Donc, a déclaré Guyatt, « Nous sommes plus proches de dire : nous ne savons vraiment pas », alors que les directives antérieures ont généralement suggéré que nous comprenions pleinement les effets de la viande sur la santé.

Maintenant, regardons ce que signifie une « recommandation faible », selon GRADE. Bizarrement, il ne s’agit pas seulement de la force des preuves ; il s’agit aussi des valeurs et des préférences des gens.

Une « forte recommandation » vient quand un groupe de lignes directrices croit que toutes les personnes pleinement informées feraient le même choix. Une recommandation « faible » est formulée lorsque « la décision que des personnes informées sont susceptibles de prendre varie considérablement », selon un document explicatif du BMJ sur le système GRADE. Vous vous souviendrez qu’une de leurs revues Annals s’est penchée sur les valeurs et les préférences des gens en matière de consommation de viande, et a constaté que la majorité d’entre eux apprécient la viande.

« Lorsque vous échangez cela avec un bénéfice incertain – et s’il existe du tout – faible de la réduction de la viande », a ajouté Guyatt, « notre inférence est que la plupart des gens choisiraient de continuer ». D’où la faible recommandation.

Dans le passé, a-t-il ajouté, les lignes directrices semblaient être axées sur l’incitation des gens à manger moins de viande plutôt que sur un examen vraiment impartial de la science. « Cela ne sert pas cet objectif de souligner soit l’incertitude, soit le petit effet. »

Pas tout le monde est vendu sur l’approche des chercheurs

Alors que des personnes comme le méta-chercheur John Ioannidis, difficile à contenter, ont qualifié la série de « très rigoureuse et impartiale », d’autres n’ont pas été aussi impressionnés.

L’école de santé publique de Harvard – bien connue pour avoir claironné un modèle alimentaire méditerranéen à base de plantes – a publié une réponse à la série, la discréditant essentiellement pour avoir écarté toutes les preuves montrant les liens de la viande avec une mauvaise santé.

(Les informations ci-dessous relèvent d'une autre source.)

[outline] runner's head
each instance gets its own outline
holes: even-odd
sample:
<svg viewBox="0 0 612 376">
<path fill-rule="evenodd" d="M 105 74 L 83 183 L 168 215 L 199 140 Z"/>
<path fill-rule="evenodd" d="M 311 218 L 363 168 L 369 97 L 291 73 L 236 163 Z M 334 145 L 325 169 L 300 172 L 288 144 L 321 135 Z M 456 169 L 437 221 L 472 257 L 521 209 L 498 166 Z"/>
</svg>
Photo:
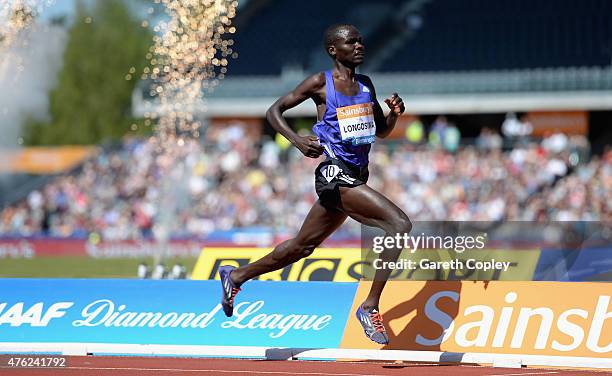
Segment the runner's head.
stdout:
<svg viewBox="0 0 612 376">
<path fill-rule="evenodd" d="M 356 67 L 363 63 L 365 46 L 355 26 L 338 24 L 325 30 L 325 50 L 332 59 Z"/>
</svg>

Christopher Gardner, un chercheur en nutrition de Stanford, a qualifié l’approche GRADE de l’étude d’inappropriée pour la nutrition. « Je respecte le fait qu’ils veulent avoir une base de preuves claire et nette », a-t-il déclaré à Vox, « mais cela ne s’appliquera pas au mode de vie ».

D’autres lignes directrices prennent en compte l’épidémiologie observationnelle en plus de la recherche animale et des essais randomisés, a-t-il ajouté. « Si vous faites cela – et vous êtes l’OMS – vous dites ‘sur la base des preuves globales provenant de multiples disciplines, voici notre meilleur conseil' », a déclaré Gardner. « L’OMS a simplement coupé cela aux genoux et a dit que nous n’allions pas prendre en compte la plupart de ces éléments. » Plus précisément, il s’inquiète du fait que les auteurs aient écarté des recherches importantes et potentiellement pertinentes, telles que les études PREDIMED et Lyon Diet Heart. Bien que ces essais randomisés ne se soient pas concentrés sur la consommation de viande, ils contenaient des données sur les habitudes alimentaires impliquant la viande qui auraient pu être pertinentes.

Puis il y avait l’inquiétude concernant l’omission de la série : l’impact de la viande sur le climat, l’eau, la terre et la pollution. « C’est une occasion manquée », ont écrit les chercheurs de Harvard, « car le changement climatique et la dégradation de l’environnement ont des effets graves sur la santé humaine, et il est donc important d’en tenir compte lors de l’élaboration de recommandations sur le régime alimentaire, même si cela est abordé séparément des effets directs sur la santé individuelle. »

Mais ce n’était pas le but des études, a déclaré Guyatt. Il s’agissait de se concentrer sur la question épineuse de l’influence directe de la viande sur la santé. De plus, a-t-il ajouté, la nouvelle série est une tentative de faire quelque chose de radical : dire que les règles de la science devraient s’appliquer à la nutrition. « Pourquoi avoir un ensemble de règles pour juger et un autre ensemble de règles pour un autre domaine ? » a-t-il demandé. Alors que lui et ses collègues continuent d’appliquer leur nouvelle méthode à d’autres questions diététiques, ils pourraient nous conduire à des conclusions plus inconfortables.